God blessed him with many more children and wealth in Taiwan. He worked very hard as a professor at NTU and founding principal of Taipei American School to provide for two families. All of us thank him for he never abandoning us, and even leaving some wealth to us. But none of us appreciated having to live in his house with the shadow of the other family. My half-brother openly told us that if he had the choice, he would have chosen never to have been born into this home.
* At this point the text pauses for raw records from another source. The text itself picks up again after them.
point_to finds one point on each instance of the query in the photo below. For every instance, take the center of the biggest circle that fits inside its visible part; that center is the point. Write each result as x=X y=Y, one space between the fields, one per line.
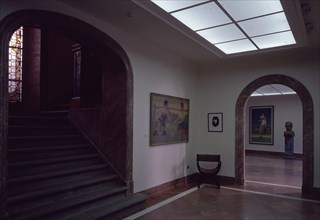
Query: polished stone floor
x=272 y=191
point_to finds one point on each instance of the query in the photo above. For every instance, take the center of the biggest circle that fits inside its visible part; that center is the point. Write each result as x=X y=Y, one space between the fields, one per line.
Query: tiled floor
x=272 y=191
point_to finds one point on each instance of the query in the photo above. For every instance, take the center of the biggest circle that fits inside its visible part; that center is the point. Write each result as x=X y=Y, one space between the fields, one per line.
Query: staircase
x=54 y=173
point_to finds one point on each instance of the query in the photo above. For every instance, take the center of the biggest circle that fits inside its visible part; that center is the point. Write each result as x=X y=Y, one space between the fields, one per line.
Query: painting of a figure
x=261 y=125
x=169 y=119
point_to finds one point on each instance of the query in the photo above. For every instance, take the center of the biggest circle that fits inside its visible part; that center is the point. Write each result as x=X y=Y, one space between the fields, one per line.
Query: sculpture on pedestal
x=289 y=143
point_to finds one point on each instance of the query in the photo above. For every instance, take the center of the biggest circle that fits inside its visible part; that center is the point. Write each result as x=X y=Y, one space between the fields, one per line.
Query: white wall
x=286 y=108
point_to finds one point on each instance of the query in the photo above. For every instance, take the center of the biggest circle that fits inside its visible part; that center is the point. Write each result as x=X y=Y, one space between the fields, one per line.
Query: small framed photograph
x=261 y=125
x=215 y=122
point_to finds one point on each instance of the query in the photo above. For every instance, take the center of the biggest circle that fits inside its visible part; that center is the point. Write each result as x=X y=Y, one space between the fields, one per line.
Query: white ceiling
x=273 y=89
x=138 y=20
x=235 y=26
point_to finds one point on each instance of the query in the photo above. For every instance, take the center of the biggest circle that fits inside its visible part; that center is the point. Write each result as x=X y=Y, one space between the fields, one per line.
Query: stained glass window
x=15 y=66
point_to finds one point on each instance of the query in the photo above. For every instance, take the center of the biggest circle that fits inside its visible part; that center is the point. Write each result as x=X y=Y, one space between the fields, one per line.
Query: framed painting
x=261 y=125
x=215 y=122
x=169 y=119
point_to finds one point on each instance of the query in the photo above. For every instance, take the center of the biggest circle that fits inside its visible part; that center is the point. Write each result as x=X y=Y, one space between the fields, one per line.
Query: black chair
x=208 y=175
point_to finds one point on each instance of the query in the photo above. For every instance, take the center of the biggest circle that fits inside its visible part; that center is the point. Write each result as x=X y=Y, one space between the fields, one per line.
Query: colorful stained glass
x=15 y=66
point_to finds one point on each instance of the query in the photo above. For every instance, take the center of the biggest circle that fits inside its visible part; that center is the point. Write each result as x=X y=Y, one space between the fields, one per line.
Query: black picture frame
x=261 y=125
x=215 y=122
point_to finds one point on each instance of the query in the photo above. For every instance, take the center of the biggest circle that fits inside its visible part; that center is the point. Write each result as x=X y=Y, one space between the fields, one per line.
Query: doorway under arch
x=307 y=115
x=117 y=85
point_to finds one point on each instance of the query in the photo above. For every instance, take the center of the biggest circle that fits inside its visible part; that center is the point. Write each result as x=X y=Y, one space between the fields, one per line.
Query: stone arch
x=118 y=89
x=308 y=128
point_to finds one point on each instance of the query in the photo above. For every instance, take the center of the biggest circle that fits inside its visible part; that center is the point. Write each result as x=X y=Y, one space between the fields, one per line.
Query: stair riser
x=18 y=189
x=104 y=187
x=42 y=155
x=18 y=132
x=28 y=121
x=16 y=172
x=39 y=142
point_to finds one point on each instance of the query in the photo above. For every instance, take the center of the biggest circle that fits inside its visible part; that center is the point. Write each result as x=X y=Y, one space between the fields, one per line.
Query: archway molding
x=117 y=90
x=308 y=126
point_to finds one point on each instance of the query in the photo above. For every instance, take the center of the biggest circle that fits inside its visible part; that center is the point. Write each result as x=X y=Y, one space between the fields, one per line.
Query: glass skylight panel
x=240 y=10
x=222 y=34
x=230 y=29
x=170 y=6
x=265 y=25
x=202 y=16
x=236 y=46
x=274 y=40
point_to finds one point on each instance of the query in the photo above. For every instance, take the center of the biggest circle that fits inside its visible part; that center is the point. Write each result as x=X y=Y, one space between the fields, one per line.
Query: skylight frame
x=235 y=22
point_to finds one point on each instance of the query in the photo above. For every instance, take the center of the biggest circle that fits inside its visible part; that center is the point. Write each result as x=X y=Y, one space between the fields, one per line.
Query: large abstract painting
x=261 y=125
x=169 y=119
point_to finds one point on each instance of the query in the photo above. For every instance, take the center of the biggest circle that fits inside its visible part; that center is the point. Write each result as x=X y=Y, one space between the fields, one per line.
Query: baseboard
x=271 y=153
x=190 y=179
x=169 y=185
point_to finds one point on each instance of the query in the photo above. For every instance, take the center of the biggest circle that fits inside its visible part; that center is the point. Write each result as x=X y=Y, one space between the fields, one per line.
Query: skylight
x=234 y=26
x=273 y=89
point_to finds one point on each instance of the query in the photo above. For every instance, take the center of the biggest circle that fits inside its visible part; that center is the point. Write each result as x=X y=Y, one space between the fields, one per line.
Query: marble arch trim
x=308 y=126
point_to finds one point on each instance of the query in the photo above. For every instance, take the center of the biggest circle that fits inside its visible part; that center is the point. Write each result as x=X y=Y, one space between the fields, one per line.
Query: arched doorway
x=117 y=85
x=307 y=109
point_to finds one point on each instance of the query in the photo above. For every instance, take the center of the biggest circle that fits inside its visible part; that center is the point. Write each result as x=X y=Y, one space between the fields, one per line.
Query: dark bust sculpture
x=289 y=143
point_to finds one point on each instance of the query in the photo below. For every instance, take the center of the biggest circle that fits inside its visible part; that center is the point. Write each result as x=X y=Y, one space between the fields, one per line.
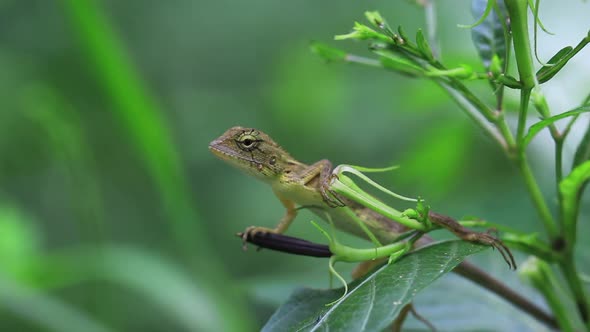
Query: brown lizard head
x=251 y=151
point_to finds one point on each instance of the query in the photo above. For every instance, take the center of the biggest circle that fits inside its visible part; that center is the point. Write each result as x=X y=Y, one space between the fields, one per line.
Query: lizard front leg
x=323 y=170
x=281 y=227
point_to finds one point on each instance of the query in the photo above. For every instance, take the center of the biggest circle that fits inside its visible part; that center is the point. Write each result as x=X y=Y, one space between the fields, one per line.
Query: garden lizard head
x=254 y=152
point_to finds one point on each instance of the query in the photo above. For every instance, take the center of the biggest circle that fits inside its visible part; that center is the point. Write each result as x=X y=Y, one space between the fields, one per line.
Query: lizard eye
x=247 y=142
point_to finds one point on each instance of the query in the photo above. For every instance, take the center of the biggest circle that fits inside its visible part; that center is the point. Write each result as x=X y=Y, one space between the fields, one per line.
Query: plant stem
x=568 y=268
x=430 y=14
x=525 y=96
x=537 y=197
x=474 y=113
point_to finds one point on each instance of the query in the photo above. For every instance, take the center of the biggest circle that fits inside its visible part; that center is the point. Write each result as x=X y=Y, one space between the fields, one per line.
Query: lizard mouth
x=227 y=154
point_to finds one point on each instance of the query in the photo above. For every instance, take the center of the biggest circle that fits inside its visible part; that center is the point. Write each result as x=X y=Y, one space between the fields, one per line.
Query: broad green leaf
x=571 y=189
x=19 y=241
x=583 y=150
x=373 y=302
x=488 y=37
x=537 y=127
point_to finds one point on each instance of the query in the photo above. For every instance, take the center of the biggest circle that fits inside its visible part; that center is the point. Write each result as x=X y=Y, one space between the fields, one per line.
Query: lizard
x=296 y=183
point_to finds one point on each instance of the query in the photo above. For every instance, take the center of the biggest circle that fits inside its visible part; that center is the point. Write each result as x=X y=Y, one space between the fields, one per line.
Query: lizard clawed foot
x=250 y=232
x=494 y=242
x=330 y=197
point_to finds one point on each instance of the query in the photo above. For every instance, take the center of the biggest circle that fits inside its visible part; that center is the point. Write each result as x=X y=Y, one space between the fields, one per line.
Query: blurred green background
x=114 y=216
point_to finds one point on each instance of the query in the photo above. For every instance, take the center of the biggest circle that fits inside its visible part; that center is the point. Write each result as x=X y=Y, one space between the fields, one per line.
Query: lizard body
x=296 y=183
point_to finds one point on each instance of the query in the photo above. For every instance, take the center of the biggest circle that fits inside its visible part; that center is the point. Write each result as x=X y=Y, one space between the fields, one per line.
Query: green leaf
x=488 y=37
x=560 y=59
x=400 y=65
x=371 y=303
x=328 y=53
x=583 y=150
x=554 y=65
x=571 y=189
x=537 y=127
x=423 y=46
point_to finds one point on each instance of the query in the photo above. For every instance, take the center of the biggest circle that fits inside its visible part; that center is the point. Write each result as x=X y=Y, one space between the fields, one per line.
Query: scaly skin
x=295 y=183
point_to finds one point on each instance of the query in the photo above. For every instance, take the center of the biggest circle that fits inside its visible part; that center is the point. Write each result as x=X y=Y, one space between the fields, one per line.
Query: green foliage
x=493 y=37
x=488 y=36
x=113 y=216
x=537 y=127
x=571 y=189
x=372 y=302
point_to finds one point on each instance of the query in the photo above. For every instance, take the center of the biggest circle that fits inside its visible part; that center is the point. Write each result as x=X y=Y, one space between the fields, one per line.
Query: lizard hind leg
x=333 y=272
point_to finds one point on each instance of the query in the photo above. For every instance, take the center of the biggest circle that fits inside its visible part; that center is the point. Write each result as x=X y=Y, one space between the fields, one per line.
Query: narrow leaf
x=560 y=59
x=328 y=53
x=423 y=46
x=571 y=189
x=537 y=127
x=554 y=65
x=583 y=150
x=488 y=37
x=371 y=303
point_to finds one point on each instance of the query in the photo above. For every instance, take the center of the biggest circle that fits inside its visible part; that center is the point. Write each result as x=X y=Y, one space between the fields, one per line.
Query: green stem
x=537 y=197
x=541 y=276
x=525 y=96
x=517 y=11
x=473 y=113
x=568 y=268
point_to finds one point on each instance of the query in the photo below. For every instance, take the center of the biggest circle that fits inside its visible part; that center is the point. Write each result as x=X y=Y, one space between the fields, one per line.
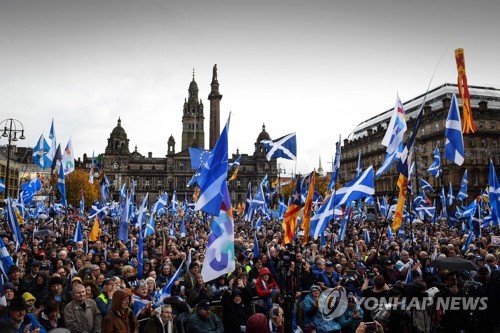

In 1997, my father's response to his faith was that it was "time to go back to church." He told me that he missed his mother so badly. He felt her calling in church, where he enjoyed old hymns from his childhood and the gentle calling from his mom. He told me that his friend 林語堂, a respected journalist, returned to church as a 60-year-old man. They shared the same province, background, and choice to avoid their parents' faith; but they also made the same choice to return. They both searched up and down the world, throughout all philosophies and religions. My father fell in love with many girls and made many mistakes, but God still loved him and allowed him to soar on eagles' wings. I praise my Lord as He has been gracious to my father, his children, grandchildren, and all his wives and girlfriends. Without my father's effort, God found many of us and has kept us well on earth. My father is ready to return to his heavenly home now.

Thank you for working so hard to raise us. May you rest in peace with your creator."